Piranha 3D: a film about killer fish and tits that’s more gory than a heroic bloodshed retelling of The Passion of The Christ, and contains more severed man members than you might expect find in Michael Barrymore’s pool filter – if you believe everything you read in the News of the World, natch.

If you were such a purveyor of quality journalism then you may be wondering what more there could be, beyond gore, tits and fish – not just in the film, perhaps even in real life. And while you could be accused of having criminally low standards, you wouldn’t exactly be wrong.

But is it wrong to expect internal logic and character development from something that prides itself on showing little more than fish and tits in 3D? The part of my brain that tries to get me to acknowledge the existence of Chris Moyles would say ‘probably’ (if it understood the question), but I disagree.

The original Piranha was from the Roger Corman school of filmmaking. While the quality of some of Rog’s directorial output could be questioned, at least from a traditional critical viewpoint (though I remain convinced time will reveal the true genius of She Gods of Shark Reef) his ability to spot talent remains without equal. Corman’s movies were where the aspiring A-list could cut their teeth working on B-level productions. So while you could expect little of these productions beyond a snappy title and often hilariously misleading poster, you’d often be pleasantly surprised with some of the artistry on display. And these directors would be justly rewarded with careers making better films with bigger budgets.

Unfortunately those times seem to be over; the best today’s director can expect is to get hired by a studio to remake the B movies of yesteryear or turn a boardgame/cartoon/cracker joke into a filmic franchise. So while people bemoan the absence of another Coppola or Scorsese they fail to realise that he might be out there right now, making Yogi Bear in 3D, hoping to earn enough juice to remake Slugs for Michael Bay’s Platinum Dunes, before inevitably descending into a creative abyss fuelled by self-loathing and friendship with Brett Ratner.

Alexandre Aja’s career seems to revolve around making well-directed horror films with a nod to whatever’s popular at the time. So Switchblade Romance, a taut efficient slasher for the most part, ends with a ridiculous trope from the 90s cinema that, thankfully, seems to have been banished to the M Night Shymalan landfill of bad ideas. The Hills Have Eyes was one of the better horror remakes, but a remake all the same. I didn’t see Mirrors but as it was made in 2008 I’m going to assume it featured Kiefer Sutherland going mental after his iPhone 3G wouldn’t stop playing Leona Lewis. Or something.

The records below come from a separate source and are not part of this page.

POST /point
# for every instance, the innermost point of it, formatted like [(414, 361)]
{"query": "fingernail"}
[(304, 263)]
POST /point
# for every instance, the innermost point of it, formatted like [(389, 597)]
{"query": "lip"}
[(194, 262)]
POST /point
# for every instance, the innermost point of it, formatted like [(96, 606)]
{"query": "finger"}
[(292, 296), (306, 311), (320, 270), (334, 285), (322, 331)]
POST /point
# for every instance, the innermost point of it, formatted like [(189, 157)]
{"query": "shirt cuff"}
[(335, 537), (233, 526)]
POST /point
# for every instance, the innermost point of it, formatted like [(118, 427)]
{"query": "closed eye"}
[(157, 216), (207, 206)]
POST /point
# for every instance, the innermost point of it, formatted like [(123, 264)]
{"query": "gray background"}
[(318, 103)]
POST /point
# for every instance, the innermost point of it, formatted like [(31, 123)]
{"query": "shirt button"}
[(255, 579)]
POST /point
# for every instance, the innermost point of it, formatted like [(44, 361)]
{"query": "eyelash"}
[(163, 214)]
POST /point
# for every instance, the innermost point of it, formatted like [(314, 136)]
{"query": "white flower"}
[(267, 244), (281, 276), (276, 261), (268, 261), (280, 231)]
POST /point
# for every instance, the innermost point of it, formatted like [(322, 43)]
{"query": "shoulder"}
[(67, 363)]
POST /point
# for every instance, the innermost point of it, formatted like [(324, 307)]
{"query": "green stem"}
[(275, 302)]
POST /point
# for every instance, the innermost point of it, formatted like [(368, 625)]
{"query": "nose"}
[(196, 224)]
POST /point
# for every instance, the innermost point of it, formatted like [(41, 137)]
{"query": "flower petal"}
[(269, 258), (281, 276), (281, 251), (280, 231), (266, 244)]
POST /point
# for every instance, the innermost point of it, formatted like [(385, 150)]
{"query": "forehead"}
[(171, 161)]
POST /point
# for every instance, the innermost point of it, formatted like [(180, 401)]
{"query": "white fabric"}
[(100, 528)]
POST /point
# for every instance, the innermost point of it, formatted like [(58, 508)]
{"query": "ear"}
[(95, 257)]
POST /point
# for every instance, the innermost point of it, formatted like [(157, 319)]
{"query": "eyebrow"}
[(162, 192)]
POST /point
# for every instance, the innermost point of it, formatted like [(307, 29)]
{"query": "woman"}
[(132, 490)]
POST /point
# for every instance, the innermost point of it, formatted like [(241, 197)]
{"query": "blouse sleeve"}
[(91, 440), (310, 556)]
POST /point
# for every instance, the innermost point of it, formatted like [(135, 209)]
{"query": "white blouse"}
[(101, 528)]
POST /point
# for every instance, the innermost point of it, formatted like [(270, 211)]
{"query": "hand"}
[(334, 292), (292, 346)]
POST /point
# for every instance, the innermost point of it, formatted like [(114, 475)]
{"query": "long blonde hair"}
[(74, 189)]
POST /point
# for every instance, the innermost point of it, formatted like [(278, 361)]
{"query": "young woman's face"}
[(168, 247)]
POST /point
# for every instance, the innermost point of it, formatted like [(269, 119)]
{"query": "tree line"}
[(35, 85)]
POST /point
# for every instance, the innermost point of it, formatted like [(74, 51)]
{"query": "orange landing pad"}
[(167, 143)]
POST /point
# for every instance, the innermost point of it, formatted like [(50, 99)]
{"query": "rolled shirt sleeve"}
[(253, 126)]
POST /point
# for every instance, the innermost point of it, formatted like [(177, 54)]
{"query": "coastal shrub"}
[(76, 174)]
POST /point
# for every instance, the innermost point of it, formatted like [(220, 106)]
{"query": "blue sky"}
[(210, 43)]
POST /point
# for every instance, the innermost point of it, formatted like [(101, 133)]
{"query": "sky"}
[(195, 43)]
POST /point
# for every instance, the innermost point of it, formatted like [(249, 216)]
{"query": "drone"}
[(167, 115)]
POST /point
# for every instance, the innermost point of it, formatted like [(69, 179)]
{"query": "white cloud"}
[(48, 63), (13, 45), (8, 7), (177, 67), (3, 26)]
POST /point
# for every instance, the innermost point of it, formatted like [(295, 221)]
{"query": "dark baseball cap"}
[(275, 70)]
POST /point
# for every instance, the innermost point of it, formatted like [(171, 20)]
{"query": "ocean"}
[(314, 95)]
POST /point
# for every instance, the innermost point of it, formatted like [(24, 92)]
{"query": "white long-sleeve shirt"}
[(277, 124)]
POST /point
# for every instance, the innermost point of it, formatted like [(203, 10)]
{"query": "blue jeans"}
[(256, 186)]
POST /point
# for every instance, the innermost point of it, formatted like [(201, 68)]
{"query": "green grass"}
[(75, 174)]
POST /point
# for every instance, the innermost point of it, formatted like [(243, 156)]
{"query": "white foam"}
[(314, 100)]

Anyway, what I’m trying to say that perhaps the only way to survive when you have a degree of intelligence but keep getting fed scripts like Yahtzee 3D, or whatever’s supposedly hot at the moment, is to embrace the ridiculousness of it. In which case a lack of the key components that normally gauge a film’s quality: character development, plot and narrative logic, become the film’s strengths. That would explain the appearance of Oscar winners Elisabeth Shue, and Richard Dreyfuss and, to a lesser-extent, Oscar watcher, Jerry O’Connell. I suppose it’s like the Emperor’s New Clothes, but the emperor knows he doesn’t have any clothes, and everyone else knows it too, but it’s OK because they don’t have any clothes either, and nobody cares because there are tits and cock-eating fish everywhere…in 3D!!!